All responses return JSON. Successful responses include the requested data directly:

```json theme={null}
{
  "licenses": [...],
  "cursor": null
}
```

Error responses include an `error` code and a human-readable `message`:

```json theme={null}
{
  "error": "not_found",
  "message": "Resource not found"
}
```

## Pagination

List endpoints use cursor-based pagination. If more results are available, the response includes a `cursor` value.

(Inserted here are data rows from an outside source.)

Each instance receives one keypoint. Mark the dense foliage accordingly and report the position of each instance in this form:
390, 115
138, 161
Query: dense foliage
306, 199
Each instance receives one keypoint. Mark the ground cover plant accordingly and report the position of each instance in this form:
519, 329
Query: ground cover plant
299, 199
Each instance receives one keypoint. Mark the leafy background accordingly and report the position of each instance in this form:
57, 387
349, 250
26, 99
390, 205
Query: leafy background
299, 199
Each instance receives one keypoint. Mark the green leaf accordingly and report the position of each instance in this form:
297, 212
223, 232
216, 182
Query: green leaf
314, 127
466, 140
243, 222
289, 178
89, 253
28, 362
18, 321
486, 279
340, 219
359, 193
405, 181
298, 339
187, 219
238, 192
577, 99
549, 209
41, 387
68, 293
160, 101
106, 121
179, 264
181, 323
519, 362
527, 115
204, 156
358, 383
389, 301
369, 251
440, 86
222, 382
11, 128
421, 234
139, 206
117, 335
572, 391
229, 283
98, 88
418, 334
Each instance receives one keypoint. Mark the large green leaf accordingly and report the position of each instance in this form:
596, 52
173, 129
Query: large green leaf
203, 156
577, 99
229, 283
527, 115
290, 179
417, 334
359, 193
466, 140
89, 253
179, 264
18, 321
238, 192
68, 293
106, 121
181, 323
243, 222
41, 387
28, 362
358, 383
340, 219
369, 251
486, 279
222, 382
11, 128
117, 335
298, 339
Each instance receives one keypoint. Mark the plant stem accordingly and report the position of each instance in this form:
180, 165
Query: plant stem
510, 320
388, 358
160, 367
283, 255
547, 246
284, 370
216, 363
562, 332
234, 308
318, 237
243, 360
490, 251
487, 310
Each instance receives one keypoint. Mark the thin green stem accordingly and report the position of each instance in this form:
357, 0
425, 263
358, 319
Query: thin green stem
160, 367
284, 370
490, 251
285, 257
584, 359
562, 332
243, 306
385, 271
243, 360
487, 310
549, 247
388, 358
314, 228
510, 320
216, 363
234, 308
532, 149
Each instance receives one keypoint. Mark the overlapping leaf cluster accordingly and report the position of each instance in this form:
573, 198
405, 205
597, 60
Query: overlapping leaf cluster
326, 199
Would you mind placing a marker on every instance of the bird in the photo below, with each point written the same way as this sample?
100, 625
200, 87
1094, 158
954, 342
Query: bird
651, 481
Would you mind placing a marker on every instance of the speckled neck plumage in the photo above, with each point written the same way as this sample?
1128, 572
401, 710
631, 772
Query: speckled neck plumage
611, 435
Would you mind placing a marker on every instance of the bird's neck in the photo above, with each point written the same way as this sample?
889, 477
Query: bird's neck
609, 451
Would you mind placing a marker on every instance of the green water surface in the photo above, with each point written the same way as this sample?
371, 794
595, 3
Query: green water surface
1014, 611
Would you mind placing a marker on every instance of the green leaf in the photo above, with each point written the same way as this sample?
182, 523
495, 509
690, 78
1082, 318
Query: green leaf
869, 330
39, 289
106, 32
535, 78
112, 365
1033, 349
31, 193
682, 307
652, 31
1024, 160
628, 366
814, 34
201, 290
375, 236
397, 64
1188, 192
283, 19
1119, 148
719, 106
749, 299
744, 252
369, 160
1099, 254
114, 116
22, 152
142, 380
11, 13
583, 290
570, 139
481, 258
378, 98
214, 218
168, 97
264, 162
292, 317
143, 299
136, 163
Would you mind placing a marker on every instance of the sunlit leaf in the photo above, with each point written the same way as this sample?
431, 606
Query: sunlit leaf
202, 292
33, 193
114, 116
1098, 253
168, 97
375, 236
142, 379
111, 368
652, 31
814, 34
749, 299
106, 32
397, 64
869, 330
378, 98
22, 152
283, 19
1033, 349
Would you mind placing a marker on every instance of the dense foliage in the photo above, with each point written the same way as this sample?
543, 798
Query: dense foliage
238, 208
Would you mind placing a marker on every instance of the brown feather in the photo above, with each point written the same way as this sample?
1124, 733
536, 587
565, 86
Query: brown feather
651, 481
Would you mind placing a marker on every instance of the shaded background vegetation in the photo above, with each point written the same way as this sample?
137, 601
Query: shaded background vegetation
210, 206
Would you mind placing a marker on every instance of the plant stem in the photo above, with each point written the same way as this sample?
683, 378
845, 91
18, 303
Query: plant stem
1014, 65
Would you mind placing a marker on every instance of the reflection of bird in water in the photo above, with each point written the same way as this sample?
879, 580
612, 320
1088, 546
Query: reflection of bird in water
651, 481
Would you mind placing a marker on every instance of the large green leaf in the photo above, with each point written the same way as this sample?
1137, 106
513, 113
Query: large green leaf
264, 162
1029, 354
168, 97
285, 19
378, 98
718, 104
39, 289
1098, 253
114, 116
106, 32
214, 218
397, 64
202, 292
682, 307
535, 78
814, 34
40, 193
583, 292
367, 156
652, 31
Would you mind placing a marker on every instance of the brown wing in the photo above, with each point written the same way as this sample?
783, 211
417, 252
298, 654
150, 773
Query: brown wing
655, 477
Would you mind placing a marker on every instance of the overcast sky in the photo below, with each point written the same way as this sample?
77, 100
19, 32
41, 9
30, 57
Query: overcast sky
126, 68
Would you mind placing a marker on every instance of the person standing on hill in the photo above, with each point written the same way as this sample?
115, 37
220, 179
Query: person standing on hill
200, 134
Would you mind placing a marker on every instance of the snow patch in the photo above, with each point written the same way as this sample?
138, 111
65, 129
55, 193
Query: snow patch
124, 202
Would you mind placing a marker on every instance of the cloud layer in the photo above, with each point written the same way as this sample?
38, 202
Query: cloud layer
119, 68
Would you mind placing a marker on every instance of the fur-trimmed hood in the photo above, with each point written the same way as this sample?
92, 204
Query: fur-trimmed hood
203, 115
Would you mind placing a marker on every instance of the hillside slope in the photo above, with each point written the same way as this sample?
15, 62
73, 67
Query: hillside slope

Pass it as a query parameter in the next request:

```bash theme={null}
# First page
curl "https://api.authforge.cc/v1/licenses?appId=YOUR_APP_ID&limit=100" \
  -H "Authorization: Bearer af_live_your_key"

# Next page
curl "https://api.authforge.cc/v1/licenses?appId=YOUR_APP_ID&limit=100&cursor=eyJsaW..." \
  -H "Authorization: Bearer af_live_your_key"
```

When `cursor` is `null`, you've reached the last page.

## Endpoints

### Licenses

| Method | Path                                                         | Description                             |
| ------ | ------------------------------------------------------------ | --------------------------------------- |
| POST   | [`/v1/licenses`](/api/licenses#create-licenses)              | Create one or more licenses             |
| GET    | [`/v1/licenses`](/api/licenses#list-licenses)                | List licenses for an app                |
| GET    | [`/v1/licenses/:licenseKey`](/api/licenses#get-a-license)    | Get a single license                    |
| PUT    | [`/v1/licenses/:licenseKey`](/api/licenses#update-a-license) | Revoke, activate, extend, or reset HWID |
| DELETE | [`/v1/licenses/:licenseKey`](/api/licenses#delete-a-license) | Permanently delete a license            |

### Variables

| Method | Path                                                                         | Description           |
| ------ | ---------------------------------------------------------------------------- | --------------------- |
| GET    | [`/v1/apps/:appId/variables`](/api/variables#get-app-variables)              | Get app variables     |
| PUT    | [`/v1/apps/:appId/variables`](/api/variables#set-app-variables)              | Set app variables     |
| GET    | [`/v1/licenses/:licenseKey/variables`](/api/variables#get-license-variables) | Get license variables |
| PUT    | [`/v1/licenses/:licenseKey/variables`](/api/variables#set-license-variables) | Set license variables |

### Webhooks

| Method | Path                                                                       | Description       |
| ------ | -------------------------------------------------------------------------- | ----------------- |
| POST   | [`/v1/apps/:appId/webhooks`](/api/webhooks#create-a-webhook)               | Create a webhook  |
| GET    | [`/v1/apps/:appId/webhooks`](/api/webhooks#list-webhooks)                  | List webhooks     |
| PUT    | [`/v1/apps/:appId/webhooks/:webhookId`](/api/webhooks#update-a-webhook)    | Update a webhook  |
| DELETE | [`/v1/apps/:appId/webhooks/:webhookId`](/api/webhooks#delete-a-webhook)    | Delete a webhook  |
| POST   | [`/v1/apps/:appId/webhooks/:webhookId/test`](/api/webhooks#test-a-webhook) | Send a test event |

### Security

| Method | Path                                                                        | Description            |
| ------ | --------------------------------------------------------------------------- | ---------------------- |
| GET    | [`/v1/apps/:appId/security`](/api/security#get-security-config)             | Get security config    |
| PUT    | [`/v1/apps/:appId/security`](/api/security#update-security-config)          | Update security config |
| POST   | [`/v1/apps/:appId/security/blacklist`](/api/security#add-to-blacklist)      | Add to blacklist       |
| DELETE | [`/v1/apps/:appId/security/blacklist`](/api/security#remove-from-blacklist) | Remove from blacklist  |
| POST   | [`/v1/apps/:appId/security/whitelist`](/api/security#add-to-whitelist)      | Add to whitelist       |
| DELETE | [`/v1/apps/:appId/security/whitelist`](/api/security#remove-from-whitelist) | Remove from whitelist  |

## Error codes

See the [Error Codes Reference](/api/errors) for a complete list of error codes across all endpoints.